To me he wasn’t only a musician and friend, he was more like a big brother who taught and showed me more than he’ll ever know: Dylan was a year older than Jerry, and if anything, Jerry probably saw Dylan as the big brother. I think what Dylan is getting at here is the calming warmth, patience, and trust that Garcia exhibited. Garcia had a knack for trusting those around him for good or ill. Throughout his career he had faith in the members of his bands, and the extended family that surrounded him. Dylan seemed to trust in nobody but himself, but that changed after his time touring with the Grateful Dead. He adopted the non-stop Grateful Dead touring philosophy, and he’s employed bassist Tony Garnier for the last twenty-eight years, drummer George Receli has been there for fifteen years, and lead guitarist Charlie Sexton has been with Bob for more than ten years. Jerry was a reliable friend and calming influence during a turbulent time in Dylan’s life. When Dylan couldn’t find the essence and joy of his own songs, he turned to Garcia, because he knew Jerry had tuned into the spirit and essence of Dylan’s songs when he covered them.

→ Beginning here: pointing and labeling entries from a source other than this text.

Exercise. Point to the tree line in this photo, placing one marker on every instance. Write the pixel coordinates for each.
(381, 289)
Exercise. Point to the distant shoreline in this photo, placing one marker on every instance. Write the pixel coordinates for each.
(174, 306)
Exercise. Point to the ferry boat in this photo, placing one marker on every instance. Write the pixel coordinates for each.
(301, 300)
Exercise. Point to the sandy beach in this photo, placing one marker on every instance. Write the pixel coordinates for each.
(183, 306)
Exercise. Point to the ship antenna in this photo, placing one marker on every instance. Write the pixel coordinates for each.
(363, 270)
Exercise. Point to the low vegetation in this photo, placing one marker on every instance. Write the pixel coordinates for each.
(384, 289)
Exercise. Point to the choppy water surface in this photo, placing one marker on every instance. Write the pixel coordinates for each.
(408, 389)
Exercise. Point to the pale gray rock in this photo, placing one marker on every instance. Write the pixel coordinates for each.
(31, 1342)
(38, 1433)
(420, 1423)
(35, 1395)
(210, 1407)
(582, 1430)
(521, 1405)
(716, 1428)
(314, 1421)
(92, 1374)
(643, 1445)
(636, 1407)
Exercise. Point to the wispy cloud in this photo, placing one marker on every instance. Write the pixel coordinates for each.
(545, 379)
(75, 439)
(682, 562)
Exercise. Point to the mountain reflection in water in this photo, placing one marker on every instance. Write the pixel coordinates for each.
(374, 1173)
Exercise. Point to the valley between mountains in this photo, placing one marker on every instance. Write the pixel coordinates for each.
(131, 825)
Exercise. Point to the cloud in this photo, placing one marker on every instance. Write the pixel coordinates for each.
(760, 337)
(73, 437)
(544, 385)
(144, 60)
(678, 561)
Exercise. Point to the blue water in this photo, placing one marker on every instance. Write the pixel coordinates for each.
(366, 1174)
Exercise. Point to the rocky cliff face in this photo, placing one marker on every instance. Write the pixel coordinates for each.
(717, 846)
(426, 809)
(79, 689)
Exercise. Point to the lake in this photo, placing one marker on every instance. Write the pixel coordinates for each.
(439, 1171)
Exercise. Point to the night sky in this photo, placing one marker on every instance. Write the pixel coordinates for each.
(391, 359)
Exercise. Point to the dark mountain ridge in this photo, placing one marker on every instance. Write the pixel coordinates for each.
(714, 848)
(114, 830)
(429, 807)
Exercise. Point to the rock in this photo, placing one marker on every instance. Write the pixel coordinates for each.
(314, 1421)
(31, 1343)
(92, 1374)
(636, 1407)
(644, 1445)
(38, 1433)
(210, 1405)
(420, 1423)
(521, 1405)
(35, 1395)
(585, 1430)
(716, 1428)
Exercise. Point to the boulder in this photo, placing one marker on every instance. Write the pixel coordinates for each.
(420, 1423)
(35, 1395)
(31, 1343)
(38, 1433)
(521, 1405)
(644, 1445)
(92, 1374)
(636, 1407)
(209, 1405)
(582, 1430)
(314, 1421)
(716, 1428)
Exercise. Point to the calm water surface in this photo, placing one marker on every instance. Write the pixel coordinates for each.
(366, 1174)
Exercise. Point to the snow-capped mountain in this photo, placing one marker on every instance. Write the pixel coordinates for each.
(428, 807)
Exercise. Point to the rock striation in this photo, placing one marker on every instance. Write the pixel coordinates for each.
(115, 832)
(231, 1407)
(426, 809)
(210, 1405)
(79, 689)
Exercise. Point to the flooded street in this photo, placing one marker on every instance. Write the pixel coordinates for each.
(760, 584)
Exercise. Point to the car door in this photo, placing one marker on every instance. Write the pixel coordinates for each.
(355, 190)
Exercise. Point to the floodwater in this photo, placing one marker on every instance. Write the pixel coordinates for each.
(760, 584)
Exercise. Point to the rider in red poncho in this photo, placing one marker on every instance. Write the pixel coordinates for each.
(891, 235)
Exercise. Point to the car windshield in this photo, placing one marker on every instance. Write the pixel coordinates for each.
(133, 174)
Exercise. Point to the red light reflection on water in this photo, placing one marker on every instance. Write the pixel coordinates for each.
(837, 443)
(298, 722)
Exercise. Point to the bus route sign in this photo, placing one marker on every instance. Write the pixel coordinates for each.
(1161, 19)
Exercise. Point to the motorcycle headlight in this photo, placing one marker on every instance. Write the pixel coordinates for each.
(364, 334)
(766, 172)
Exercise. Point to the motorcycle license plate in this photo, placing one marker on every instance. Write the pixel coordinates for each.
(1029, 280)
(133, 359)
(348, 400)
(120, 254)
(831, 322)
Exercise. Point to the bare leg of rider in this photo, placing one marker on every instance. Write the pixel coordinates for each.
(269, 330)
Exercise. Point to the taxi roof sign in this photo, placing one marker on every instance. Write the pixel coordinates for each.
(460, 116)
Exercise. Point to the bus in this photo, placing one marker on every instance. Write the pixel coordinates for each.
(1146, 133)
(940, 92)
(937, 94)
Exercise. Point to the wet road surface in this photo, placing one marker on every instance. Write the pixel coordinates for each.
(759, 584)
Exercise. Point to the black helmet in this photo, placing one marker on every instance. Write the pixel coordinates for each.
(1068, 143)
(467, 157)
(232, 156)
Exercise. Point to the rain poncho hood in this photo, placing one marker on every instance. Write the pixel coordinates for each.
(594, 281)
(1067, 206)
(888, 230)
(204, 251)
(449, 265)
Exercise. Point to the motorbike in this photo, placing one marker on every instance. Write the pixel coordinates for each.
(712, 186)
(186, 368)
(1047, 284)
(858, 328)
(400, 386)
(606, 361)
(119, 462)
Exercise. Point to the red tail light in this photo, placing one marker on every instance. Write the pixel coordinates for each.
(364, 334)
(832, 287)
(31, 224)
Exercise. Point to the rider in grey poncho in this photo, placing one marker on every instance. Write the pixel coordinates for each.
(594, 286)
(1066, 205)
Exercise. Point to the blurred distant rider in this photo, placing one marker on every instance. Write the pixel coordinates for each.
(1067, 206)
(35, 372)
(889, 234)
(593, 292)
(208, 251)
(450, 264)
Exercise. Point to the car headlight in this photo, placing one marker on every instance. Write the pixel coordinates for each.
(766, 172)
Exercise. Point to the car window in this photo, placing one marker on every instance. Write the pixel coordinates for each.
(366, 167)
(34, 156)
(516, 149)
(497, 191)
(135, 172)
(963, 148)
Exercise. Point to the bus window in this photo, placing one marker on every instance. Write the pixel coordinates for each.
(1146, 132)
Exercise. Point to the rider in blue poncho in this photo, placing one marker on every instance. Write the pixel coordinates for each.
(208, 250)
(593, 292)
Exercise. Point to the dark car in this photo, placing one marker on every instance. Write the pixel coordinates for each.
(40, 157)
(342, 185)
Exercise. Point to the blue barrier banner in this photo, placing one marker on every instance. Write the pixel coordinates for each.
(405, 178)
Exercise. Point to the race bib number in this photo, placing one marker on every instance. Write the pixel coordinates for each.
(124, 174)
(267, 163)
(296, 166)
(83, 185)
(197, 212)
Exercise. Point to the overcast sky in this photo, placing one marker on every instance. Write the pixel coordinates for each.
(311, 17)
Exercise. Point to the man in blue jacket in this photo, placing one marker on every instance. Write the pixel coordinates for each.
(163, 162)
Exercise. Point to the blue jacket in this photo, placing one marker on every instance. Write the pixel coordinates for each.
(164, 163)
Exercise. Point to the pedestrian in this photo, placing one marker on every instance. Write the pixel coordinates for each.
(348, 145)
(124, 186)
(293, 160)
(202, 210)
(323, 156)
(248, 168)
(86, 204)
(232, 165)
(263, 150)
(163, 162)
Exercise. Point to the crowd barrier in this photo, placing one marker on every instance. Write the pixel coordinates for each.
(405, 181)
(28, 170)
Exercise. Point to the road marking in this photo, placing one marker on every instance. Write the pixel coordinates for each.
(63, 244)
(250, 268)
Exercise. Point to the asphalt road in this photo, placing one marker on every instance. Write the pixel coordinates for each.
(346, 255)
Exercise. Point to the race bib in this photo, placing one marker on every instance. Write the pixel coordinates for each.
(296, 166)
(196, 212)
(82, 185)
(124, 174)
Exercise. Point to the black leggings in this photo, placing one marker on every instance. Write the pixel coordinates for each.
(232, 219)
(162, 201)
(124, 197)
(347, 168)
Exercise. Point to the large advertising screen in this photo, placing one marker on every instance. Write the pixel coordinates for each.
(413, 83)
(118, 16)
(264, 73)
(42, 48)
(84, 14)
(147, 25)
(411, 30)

There’s a lot of spaces and advances between The Carter Family, Buddy Holly and, say, Ornette Coleman, a lot of universes, but he filled them all without being a member of any school. Garcia always put his own distinctive stamp on songs that he covered, elongating, magnifying, and celebrating the creation without copying it. He explored the nooks and crannies around, and within, the melodies, hooks, and riffs. Time constraints were disregarded when Jerry was covering a tune he loved. He never tried to imitate or show up the original artist, he just wanted to share his passion for the song. Everything Jerry played was an original even if it was a cover, and it always had a distinctive style that excluded being a member of any school.
His playing was moody, awesome, sophisticated, hypnotic and subtle. Those are the perfect adjectives to describe Garcia’s playing. In that regard, he’s more like Miles Davis than any other musician.
There’s no way to convey the loss. It just digs down really deep. There will never be another Jerry Garcia. Just think of the pleasure he would have had covering Dylan songs from albums like Time Out of Mind and Love & Theft. Somewhere in God’s heaven Jerry heard Dylan’s words (eulogy) and he’s still smiling. And fans of Jerry are still smiling because he left us a treasure trove of music that will continue to inspire us for as long as we live.
|Dylan and Garcia Highgate, Vermont '95|
Spot on, beautiful
Thank you... I have always treasured Dylan's quote, but you have added depth and weight.
Always wondered what Dylan thought about Jerry ... but always thought he must know Jerry covers his stuff the best!
Sempre achei Jerry Garcia, entre outros, o melhor intérprete das canções de Bob Dylan, I Shall Be Released,em versão ao vivo,é a mais linda e profunda.
As a long time Dylan fan, it's nice to hear a Garcia fan elaborate on the Dylan/Garcia eulogy.
When I first read it, it took my breath away. I've never seen Bob do a eulogy for anyone, so you know Jerry was a very special person in Bob's life.
Still hurts. This really is beautiful. I love the pics of the two of them at Highgate. Thank you!